Whether the string of success for Mr. Trump will translate into support on the campaign trail could be the defining test of the next few weeks. Mr. Trump’s own approval ratings remain mired at just over 40 percent in most polls, a historically low level for a president that usually signals losses for his party this close to an election.
“Independents especially are tired of the chaos and the uncertainty,” said Patti Solis Doyle, who was Hillary Clinton’s campaign manager in 2008. “Yes, the economy is good; yes, Trump got two conservative judges on the court; and, yes, he is doing what he promised on the campaign trail” in terms of trade, tax cuts and tougher immigration enforcement. “But at what cost?” she asked. “Tariff wars, separating children from their mothers, huge deficit. I can go on and on.”
Mr. Trump plans to take his case on the road with a frenetic burst of campaigning in the weeks to come. He heads to Kansas on Saturday and will be on the road six of the next eight days, mainly for boisterous arena rallies where he rouses his conservative base with red-meat speeches.

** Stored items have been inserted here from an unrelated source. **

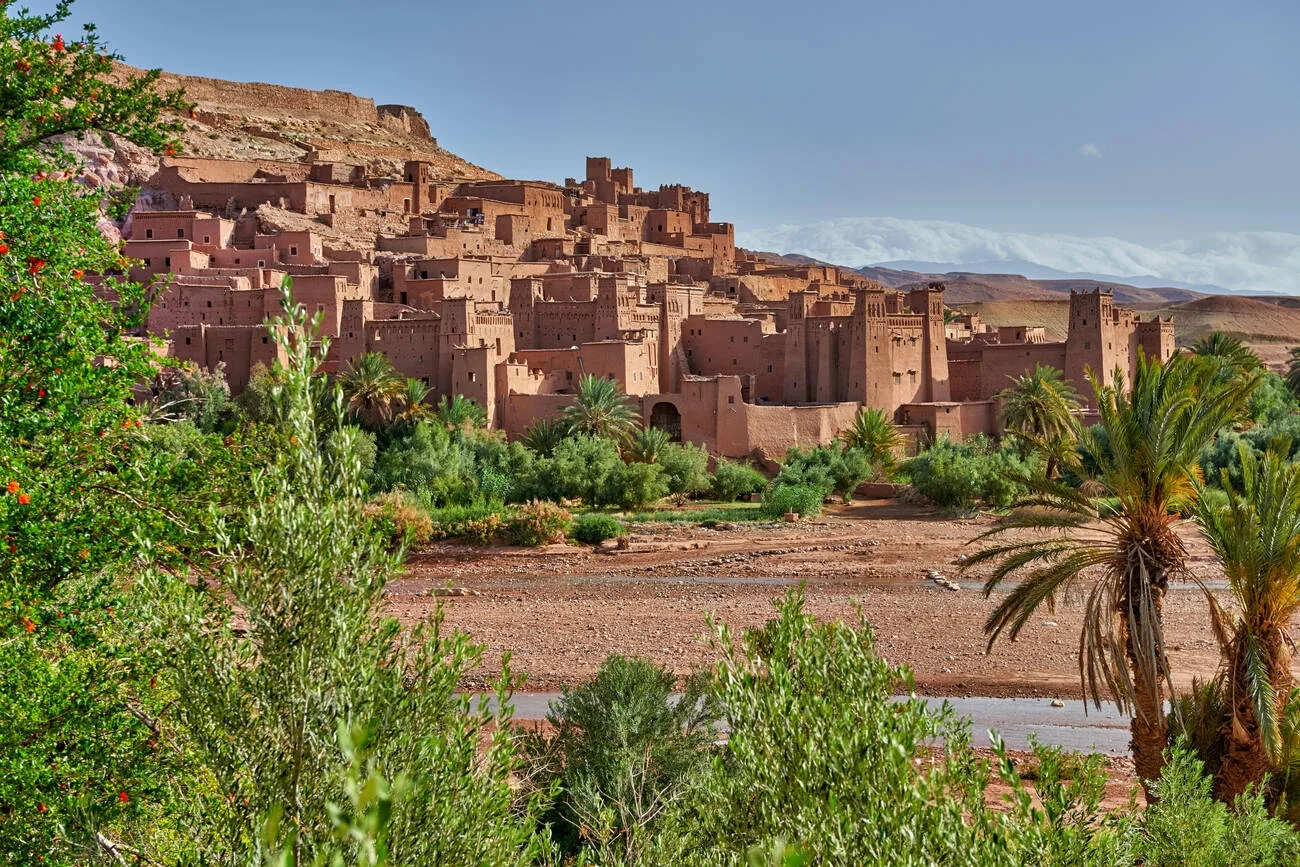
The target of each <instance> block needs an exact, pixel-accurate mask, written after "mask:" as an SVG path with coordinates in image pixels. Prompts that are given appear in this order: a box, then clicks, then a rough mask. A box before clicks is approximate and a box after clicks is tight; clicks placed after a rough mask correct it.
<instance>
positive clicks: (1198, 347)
mask: <svg viewBox="0 0 1300 867" xmlns="http://www.w3.org/2000/svg"><path fill="white" fill-rule="evenodd" d="M1192 355H1195V356H1196V357H1199V359H1204V360H1205V361H1209V363H1212V364H1216V365H1218V368H1219V370H1221V374H1222V376H1223V377H1225V378H1230V377H1235V376H1252V374H1255V373H1258V372H1260V370H1262V369H1264V361H1261V360H1260V356H1258V355H1256V354H1255V352H1252V351H1251V350H1249V348H1248V347H1247V346H1245V344H1244V343H1242V341H1239V339H1236V338H1235V337H1229V335H1227V334H1225V333H1223V331H1210V333H1209V334H1206V335H1205V337H1201V338H1197V339H1196V342H1195V343H1192Z"/></svg>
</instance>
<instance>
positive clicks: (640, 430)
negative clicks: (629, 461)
mask: <svg viewBox="0 0 1300 867" xmlns="http://www.w3.org/2000/svg"><path fill="white" fill-rule="evenodd" d="M671 442H672V434H669V433H668V432H667V430H662V429H659V428H642V429H641V430H638V432H637V433H636V434H633V435H632V441H630V442H629V443H628V454H627V458H628V460H636V461H640V463H642V464H656V463H659V455H662V454H663V450H664V448H667V447H668V443H671Z"/></svg>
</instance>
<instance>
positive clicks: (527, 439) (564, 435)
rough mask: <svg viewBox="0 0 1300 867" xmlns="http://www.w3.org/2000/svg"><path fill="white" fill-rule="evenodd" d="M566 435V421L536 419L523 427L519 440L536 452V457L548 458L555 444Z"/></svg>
mask: <svg viewBox="0 0 1300 867" xmlns="http://www.w3.org/2000/svg"><path fill="white" fill-rule="evenodd" d="M568 435H569V426H568V422H567V421H560V420H556V419H537V420H536V421H533V424H530V425H529V426H528V428H526V429H524V433H523V435H521V437H520V442H521V443H523V445H525V446H528V447H529V448H532V450H533V451H534V452H537V456H538V458H550V456H551V454H552V452H554V451H555V446H556V445H559V442H560V441H562V439H564V438H565V437H568Z"/></svg>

Midterm elections are about turnout, and Democrats have been more energized for months, intent on stripping Mr. Trump of his party’s control of the House and possibly the Senate. While conservatives had grown more animated over the battle for Judge Kavanaugh, once he is confirmed, Democrats may be more motivated to vote out of anger at the outcome, especially women who are upset that allegations of sexual assault were disregarded.

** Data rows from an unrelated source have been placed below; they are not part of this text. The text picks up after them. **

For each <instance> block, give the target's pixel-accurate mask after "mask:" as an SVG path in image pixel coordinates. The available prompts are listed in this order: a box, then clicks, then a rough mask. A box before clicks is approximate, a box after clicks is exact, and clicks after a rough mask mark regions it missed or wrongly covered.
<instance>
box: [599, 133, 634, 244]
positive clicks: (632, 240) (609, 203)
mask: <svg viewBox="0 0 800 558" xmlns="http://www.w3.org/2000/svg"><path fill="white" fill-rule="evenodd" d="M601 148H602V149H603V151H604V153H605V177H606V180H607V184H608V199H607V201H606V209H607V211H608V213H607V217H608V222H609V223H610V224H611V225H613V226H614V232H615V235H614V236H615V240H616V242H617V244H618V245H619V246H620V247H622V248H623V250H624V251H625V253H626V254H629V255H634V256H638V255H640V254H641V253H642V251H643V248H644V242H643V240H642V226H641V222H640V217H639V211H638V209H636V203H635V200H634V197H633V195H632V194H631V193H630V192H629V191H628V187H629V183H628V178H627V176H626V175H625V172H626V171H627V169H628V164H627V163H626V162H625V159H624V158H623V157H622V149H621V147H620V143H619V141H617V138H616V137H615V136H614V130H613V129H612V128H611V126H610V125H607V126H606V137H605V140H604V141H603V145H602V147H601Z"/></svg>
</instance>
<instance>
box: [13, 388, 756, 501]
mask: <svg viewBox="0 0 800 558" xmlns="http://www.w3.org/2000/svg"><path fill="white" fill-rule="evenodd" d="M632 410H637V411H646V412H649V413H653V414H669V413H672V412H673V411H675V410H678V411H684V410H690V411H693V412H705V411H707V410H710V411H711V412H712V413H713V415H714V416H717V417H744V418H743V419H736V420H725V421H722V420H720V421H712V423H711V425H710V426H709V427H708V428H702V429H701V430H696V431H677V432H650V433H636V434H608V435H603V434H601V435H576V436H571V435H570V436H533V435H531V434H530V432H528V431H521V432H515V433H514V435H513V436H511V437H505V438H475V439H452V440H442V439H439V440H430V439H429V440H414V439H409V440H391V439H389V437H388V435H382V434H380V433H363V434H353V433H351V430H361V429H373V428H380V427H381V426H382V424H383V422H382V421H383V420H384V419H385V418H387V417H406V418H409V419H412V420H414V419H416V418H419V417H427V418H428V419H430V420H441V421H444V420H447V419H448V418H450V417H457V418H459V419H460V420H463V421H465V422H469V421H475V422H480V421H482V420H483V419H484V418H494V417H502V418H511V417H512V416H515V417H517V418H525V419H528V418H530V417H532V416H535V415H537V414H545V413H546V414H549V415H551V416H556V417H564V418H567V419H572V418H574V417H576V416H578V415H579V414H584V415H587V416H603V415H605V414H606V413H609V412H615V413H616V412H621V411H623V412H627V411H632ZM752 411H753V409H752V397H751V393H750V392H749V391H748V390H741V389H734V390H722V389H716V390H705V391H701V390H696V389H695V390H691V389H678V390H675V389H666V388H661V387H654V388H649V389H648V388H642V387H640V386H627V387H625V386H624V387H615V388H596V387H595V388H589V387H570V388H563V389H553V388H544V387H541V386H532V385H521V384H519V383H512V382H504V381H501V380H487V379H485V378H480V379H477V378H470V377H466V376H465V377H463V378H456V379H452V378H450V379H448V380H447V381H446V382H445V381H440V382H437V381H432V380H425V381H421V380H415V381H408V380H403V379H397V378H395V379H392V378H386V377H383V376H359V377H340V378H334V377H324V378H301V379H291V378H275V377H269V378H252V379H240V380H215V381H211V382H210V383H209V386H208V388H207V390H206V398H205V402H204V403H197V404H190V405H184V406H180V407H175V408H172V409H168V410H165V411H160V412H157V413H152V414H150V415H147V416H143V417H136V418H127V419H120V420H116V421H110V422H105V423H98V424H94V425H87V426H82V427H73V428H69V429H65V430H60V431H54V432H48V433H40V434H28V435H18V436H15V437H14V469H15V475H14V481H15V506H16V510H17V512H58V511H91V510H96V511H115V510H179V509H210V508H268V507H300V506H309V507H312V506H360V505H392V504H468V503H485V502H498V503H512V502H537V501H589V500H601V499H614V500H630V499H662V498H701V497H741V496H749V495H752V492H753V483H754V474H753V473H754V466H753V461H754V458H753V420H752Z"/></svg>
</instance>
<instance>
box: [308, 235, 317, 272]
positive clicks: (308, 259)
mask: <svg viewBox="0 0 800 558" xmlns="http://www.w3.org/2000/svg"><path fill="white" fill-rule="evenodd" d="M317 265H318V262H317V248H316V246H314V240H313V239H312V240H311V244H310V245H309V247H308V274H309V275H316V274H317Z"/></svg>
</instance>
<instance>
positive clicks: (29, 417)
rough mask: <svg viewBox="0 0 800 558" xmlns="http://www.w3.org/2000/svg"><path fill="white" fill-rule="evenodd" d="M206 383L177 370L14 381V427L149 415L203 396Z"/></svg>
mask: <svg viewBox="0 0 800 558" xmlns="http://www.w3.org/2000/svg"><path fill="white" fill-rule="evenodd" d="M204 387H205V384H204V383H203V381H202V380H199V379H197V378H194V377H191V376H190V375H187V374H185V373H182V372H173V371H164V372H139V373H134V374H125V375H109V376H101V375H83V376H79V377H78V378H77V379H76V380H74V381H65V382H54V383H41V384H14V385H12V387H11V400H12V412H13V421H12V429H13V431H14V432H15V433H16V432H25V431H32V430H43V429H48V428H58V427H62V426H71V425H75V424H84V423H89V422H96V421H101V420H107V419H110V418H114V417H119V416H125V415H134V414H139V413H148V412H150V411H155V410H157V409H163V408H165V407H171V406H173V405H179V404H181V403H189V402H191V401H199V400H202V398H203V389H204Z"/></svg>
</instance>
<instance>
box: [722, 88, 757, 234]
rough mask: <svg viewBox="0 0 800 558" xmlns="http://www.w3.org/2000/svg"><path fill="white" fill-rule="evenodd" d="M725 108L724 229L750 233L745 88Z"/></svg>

And it is not at all clear that when it comes to promoting his strongest political points, Mr. Trump can stay on message. Even this week, as he highlighted the new trade agreement, which he is calling the United States-Mexico-Canada Agreement, or U.S.M.C.A., he drifted off to other subjects, as he is wont to do.
One truism of the Trump presidency has been how quickly the story line changes from week to week, or day to day. New tales of palace intrigue or flare-ups of international tension or revelations stemming from various investigations could easily swamp a message of progress by the Nov. 6 election.
As Mr. Axelrod said, it is not clear “how any of this will factor in a month from now, which is an eternity in the Age of Trump.”